First let me say that I am amazed by Rancher and really appreciate all the work that you are doing with your products. That being said I kind of can’t believe that Rancher is Free and I am wondering if your plans are for it to remain that way?
Docker technology has taken off and I have jumped on board - primarily using Rancher as my go to “tool set”.
Unfortunately I have been burned a few times in the past by learning and becoming well versed in a technology product such as Rancher, when it is free, only for it to become a pay product later at a cost that is just to high for it to remain a viable option for me to use anymore.
I have been reading as much as I can about Rancher - trying it out - testing new things and an becoming very familiar with it and how it works. I really, really love the product and hope to be able to continue to use it in the future.
Thanks for the question. Rancher will always be open source and free software. As a company, Rancher Labs will provide a supported version of the software for sale, but users will always be welcome to use the open version of Rancher under its Apache license for free.
That is so great to hear!
I am really a huge fan of Rancher I have been mentioning it to everyone that I talk to about Docker stuff.
Really excited that Rancher will always be free and Open Source as well - it is such a great product!
Pricing is based on the number of vCPUs under management in a Rancher deployment, and whether business hour, or 24x7 support is required. If you need more specifics, don’t hesitate to email us at info@rancher.com for a support quote.
Not sure exactly what you mean so I’ll split this in to 2 parts:
We welcome pull-requests from the community; For anything significant it would probably be best for both sides if you discuss beforehand on GitHub, so that you know we’re interested in merging a particular change and the approach we think it should take.
In general we’re moving towards doing as much as possible as an external (to Rancher) services that consume metadata rather than actually changing the core orchestration (Cattle). This is for example how the Route53 and other DNS providers work. So what you want to do might not even involve us, or it could go into the rancher-catalog or community-catalog.
For customers, we potentially prioritize features or do custom development, or work you to use Rancher to accomplish something else. For example using Rancher to deploy a HA installation of your on-premise software for your customers. For that kind of thing you need to talk to the business guys though (@smw355), I just build stuff .
@vincent regarding service in Rancher I totally agree. I we like the concept of stacks which consume meta data but ALSO plugin somehow in Rancher (at least from a UI and API perspective) in Example you integrate a kubernetes “distribution” as stack in rancher and in turn in the UI the Kubernetes stuff appears.
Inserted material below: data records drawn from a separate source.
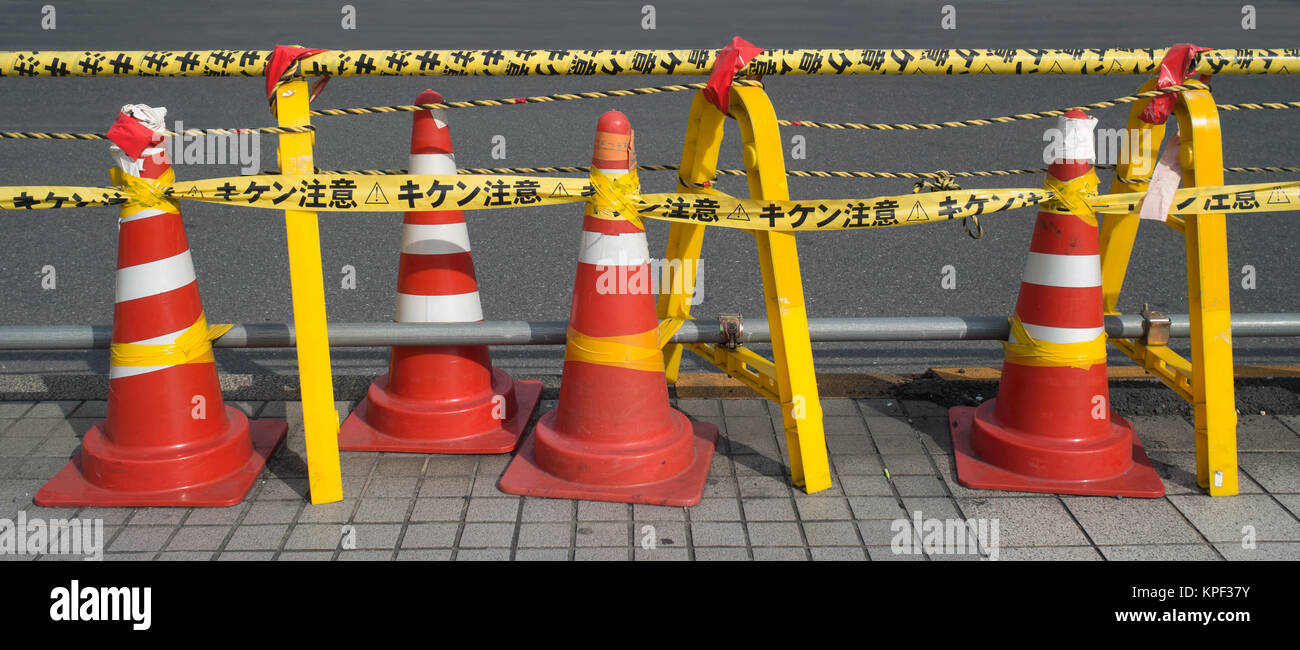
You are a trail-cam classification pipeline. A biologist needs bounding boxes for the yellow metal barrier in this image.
[658,85,831,495]
[273,77,344,504]
[1099,80,1239,496]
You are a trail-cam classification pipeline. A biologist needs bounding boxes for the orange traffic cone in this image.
[948,110,1164,497]
[338,90,542,454]
[498,111,718,506]
[36,105,287,507]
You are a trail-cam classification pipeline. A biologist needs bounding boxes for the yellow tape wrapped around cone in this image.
[110,314,231,368]
[1041,172,1099,225]
[1001,315,1107,371]
[589,167,645,228]
[563,326,663,373]
[109,166,178,213]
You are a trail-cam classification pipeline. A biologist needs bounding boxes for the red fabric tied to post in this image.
[1140,44,1213,124]
[265,45,329,100]
[704,37,764,115]
[105,111,162,160]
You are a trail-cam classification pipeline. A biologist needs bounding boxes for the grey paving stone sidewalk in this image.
[1,397,1298,561]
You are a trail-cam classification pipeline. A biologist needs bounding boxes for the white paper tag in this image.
[1138,130,1183,222]
[1061,115,1099,162]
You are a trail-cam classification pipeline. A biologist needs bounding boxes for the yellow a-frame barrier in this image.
[1100,80,1239,496]
[658,85,831,494]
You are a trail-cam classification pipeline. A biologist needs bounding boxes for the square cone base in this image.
[949,406,1165,497]
[498,418,719,507]
[338,379,542,454]
[34,419,287,508]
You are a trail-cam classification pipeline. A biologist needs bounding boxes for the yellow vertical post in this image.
[730,86,829,494]
[1099,80,1164,315]
[1176,90,1238,496]
[658,93,726,382]
[659,85,830,494]
[273,78,344,504]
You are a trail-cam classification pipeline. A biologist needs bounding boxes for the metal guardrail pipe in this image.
[0,313,1297,350]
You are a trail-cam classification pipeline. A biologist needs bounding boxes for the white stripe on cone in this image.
[401,223,472,255]
[108,323,191,379]
[409,151,456,175]
[120,207,171,224]
[395,291,484,323]
[1017,323,1106,345]
[115,249,196,303]
[1021,252,1102,288]
[578,230,650,267]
Thats what I mean with build / Integrate functions in rancher. Can you give me a hint how such a stack is build which not only is managed by rancher but also integrates with the rancher platform like convoy and kubernetes.
@smw355 regarding that we can have a talk. we are focussing on the orchestration of more network centric application like Services providing network functions for I.e. VPN termination, GRE tunneling etc. in this area rancher may needs to manage another network model then “just” IPSec over the top. I.e. L3 VPN over a MPLS core.
The Apache license covers your legal rights to use all the published code (and obligations if you modify it).
I’m a software engineer and not a lawyer, but there exists no such construct as you’re asking for in the legal system and any statement would be unenforceable if a company wanted to change it. So you’re just going to have to trust people.
@smw355 is one of the cofounders of the company. The leadership team has a history of making the open-source business model work ( most recently CloudStack/cloud.com). And much of the technical team joined here specifically because of it, myself included.
I guess practically that means whether @smw355 or anybody else in charge decides to close the source code at any point in time the Community would be able to take the last version that has been published Open Source and continue developing a fork (using a different name I assume), is that so?
Yes; to be clear, what I said applies to any open-source project…
The owner can change the license for the source or stop publishing it altogether, but they cannot retroactively change it. So anyone that has a copy of the source under its old license is free to do what they wish with it (that the old license permits). As you said typically the name of the project is protected by trademark so the fork often has a different name.
hm, there might different scenarios whether one person or single entity has the say vs something like a foundation with a group of persons/entities owning the copyright
@Jialiang_Song No; customers run rancher/server:stable. Any custom work we do for individual customers becomes part of the OSS code (when possible) or is packaged as a separate standalone private catalog template.
Just to add to Vince’s comment, while this is definitely today, in the future, Rancher Labs may release some additional products or features that are not free and open source.